陆格抓着何琴斐的手臂,尽量不弄疼她。他的脸上没什么表情,只不停地应和着,“嗯,是。妈你别生气好不好,小心气坏了身体,不值得。”
“陆千风不是爱养贱人吗!你怎么不去养!”何琴斐癫狂地吼叫,几乎要去掐陆格的脖子,“有本事你也去养啊!”她冷笑一声,抓着陆格的衣领,“你们这样的人,连贱人都不会看得上!像条狗一样!”
最恶毒难堪的话,说给最亲近的人。
好像只有这样,才能让她的痛苦减少一点。
说完,何琴斐又哭又笑,她颓坐在地上,声音好似比厉鬼还凄厉。
陆格蹲下,用袖子擦擦她的眼角,眸色空洞,一言不发。
“过生日?”何琴斐的眼睛里都是泪,瞳孔睁得极大,“你还敢过生日?我生你下来就是个错误!我生你!不是为了给那个老畜牲留后的!陆家骨子里的烂就不该出现在这个世上!”

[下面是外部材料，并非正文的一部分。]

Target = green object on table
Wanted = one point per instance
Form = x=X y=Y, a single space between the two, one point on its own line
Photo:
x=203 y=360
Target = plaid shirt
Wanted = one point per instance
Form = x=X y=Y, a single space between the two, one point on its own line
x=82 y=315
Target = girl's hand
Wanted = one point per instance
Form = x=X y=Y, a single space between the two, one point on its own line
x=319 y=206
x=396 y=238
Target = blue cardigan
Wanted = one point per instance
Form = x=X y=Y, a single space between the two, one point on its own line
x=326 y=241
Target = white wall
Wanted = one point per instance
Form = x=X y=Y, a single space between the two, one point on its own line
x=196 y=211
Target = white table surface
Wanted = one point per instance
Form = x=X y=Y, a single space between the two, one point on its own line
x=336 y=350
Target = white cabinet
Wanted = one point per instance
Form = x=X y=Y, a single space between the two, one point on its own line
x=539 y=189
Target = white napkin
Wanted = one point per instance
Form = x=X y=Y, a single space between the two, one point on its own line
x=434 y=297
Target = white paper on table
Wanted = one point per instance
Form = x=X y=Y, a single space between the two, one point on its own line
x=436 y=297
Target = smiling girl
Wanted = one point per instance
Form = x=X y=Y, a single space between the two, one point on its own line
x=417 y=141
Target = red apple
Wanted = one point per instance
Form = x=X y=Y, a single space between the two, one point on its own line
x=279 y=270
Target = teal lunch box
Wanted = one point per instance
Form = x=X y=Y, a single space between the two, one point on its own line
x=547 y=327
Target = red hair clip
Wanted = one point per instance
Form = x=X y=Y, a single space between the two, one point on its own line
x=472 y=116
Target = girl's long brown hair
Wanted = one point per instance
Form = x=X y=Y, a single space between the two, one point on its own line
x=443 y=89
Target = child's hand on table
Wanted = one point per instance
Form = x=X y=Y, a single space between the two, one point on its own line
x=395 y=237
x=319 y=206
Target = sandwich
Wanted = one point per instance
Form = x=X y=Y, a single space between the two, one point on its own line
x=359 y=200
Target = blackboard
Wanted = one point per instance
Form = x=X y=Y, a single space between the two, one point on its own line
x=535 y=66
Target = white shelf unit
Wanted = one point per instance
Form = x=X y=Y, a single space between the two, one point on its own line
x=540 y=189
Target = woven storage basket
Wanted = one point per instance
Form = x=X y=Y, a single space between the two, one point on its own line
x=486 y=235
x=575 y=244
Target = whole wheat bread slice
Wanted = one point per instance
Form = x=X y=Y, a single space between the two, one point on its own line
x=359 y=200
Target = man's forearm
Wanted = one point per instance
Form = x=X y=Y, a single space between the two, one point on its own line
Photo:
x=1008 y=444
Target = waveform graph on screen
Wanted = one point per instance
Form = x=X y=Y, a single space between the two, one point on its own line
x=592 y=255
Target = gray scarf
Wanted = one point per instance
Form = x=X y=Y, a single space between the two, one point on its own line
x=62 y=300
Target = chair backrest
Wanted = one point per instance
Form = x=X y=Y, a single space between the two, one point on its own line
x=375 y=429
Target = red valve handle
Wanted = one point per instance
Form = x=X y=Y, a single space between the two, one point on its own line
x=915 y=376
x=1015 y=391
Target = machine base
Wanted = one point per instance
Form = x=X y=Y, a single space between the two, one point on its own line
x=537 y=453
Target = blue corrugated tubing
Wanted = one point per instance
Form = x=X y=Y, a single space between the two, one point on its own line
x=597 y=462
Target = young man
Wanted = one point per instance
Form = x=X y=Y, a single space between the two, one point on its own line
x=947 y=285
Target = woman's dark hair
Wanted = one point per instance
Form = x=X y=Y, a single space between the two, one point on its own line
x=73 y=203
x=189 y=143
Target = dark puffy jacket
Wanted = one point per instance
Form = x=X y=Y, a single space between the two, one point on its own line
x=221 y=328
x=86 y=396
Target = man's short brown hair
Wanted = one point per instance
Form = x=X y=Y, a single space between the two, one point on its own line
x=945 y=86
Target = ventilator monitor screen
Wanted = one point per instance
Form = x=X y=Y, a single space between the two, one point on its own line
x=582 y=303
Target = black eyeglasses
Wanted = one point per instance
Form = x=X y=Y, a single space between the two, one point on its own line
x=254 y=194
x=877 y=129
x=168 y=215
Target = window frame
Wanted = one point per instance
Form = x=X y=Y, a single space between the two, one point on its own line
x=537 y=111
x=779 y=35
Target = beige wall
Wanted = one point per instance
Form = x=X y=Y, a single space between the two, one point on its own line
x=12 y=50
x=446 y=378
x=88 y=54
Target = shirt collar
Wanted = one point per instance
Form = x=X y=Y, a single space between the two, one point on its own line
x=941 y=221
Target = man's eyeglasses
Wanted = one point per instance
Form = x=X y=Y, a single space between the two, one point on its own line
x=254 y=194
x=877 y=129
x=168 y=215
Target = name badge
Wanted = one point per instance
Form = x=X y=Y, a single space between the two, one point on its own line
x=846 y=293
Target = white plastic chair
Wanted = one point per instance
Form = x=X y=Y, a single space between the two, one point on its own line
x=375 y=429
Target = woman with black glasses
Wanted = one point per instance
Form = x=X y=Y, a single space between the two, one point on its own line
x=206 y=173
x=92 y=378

唇齿里不断冒出恶毒肮脏的字眼,用尽唇舌否定陆格的存在,她捶打着自己,好像在为生下陆格而感到后悔和狰狞。
为了不让她继续,陆格便只能握住她的手,让那些拳打脚踢尽数落在自己的身上。他声线温吞,并没有因为何琴斐而不悦,只是不断安慰着,像是在乞求她的原谅。
“妈,不过了,我不过生日了妈。”
“以后都不过了。”
地上太凉,陆格想去沙发上为她拿个垫子,奈何转身走了没几步,肩上突然传来一阵猛烈的钝痛。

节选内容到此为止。